{Next Article in Series}
Having found out a bit more about the way OPENROWSET works, it seems to me that if you are using a format file for an ad hoc INSERT of file data this is the only way to go. The rest of the statement works like standard SQL, so you have better control (compared with BULK INSERT) over which columns are selected and which are written. You can easily create expressions in the SELECT list. This avoids the complexity of editing the format file. One benefit it doesn’t offer is a quick solution to problems with file header rows; the whole dataset is assembled by the OPENROWSET expression and you can’t apply filters there.
I created a simple tab-delimited file from the following query:
SELECT name, system_type_id, user_type_id FROM sys.types
The format file (tech reference here) was as follows:
12.0
3
1 SQLCHAR 0 256 "\t" 1 name Latin1_General_CI_AS
2 SQLCHAR 0 12 "\t" 2 system_type_id ""
3 SQLCHAR 0 12 "\r\n" 3 user_type_id ""
Here’s the OPENROWSET statement (unlike BULK INSERT, with OPENROWSET you can select the data and check it before writing it to a table):
SELECT *
FROM OPENROWSET
(
BULK '{data file path from database server}'
,FORMATFILE = '{format file path from database server}'
,CODEPAGE = 'RAW'
,MAXERRORS = 1
,ERRORFILE = '{error file path from database server}'
/*
Bulk Option CHECK_CONSTRAINTS not used as default behaviour of OPENROWSET is to test constraints
see http://technet.microsoft.com/en-us/library/ms186247%28v=SQL.105%29.aspx
,CHECK_CONSTRAINTS
*/
) A
You’ll note that we can incorporate the “<bulk options>” into the OPENROWSET statement. That’s why I don’t think there’s any need to use BULK INSERT. The position of the options relative to each other does matter – BULK and FORMATFILE have to be first, as the documentation shows if you read it carefully. If they aren’t you’ll get an error.

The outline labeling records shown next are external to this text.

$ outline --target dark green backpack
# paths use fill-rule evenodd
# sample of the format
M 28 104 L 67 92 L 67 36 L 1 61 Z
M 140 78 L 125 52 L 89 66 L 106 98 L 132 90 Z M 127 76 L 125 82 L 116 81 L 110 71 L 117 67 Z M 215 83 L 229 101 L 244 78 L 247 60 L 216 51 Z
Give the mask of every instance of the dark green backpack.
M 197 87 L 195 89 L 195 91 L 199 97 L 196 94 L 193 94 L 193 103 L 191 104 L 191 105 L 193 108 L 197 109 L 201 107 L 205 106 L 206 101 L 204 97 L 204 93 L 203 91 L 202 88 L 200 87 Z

The error file path determines where it should be written. If a file exists at that location you’ll get an error. Messages are fairly self-explanatory provided you read them to the end. The MAXERRORS function relates to the number of bad rows that will be ignored. It’s not at the level of sophistication that you get with Oracle’s LOG ERRORS TO, but it may be worth a look. Please note also the code comment relating to the treatment of constraints.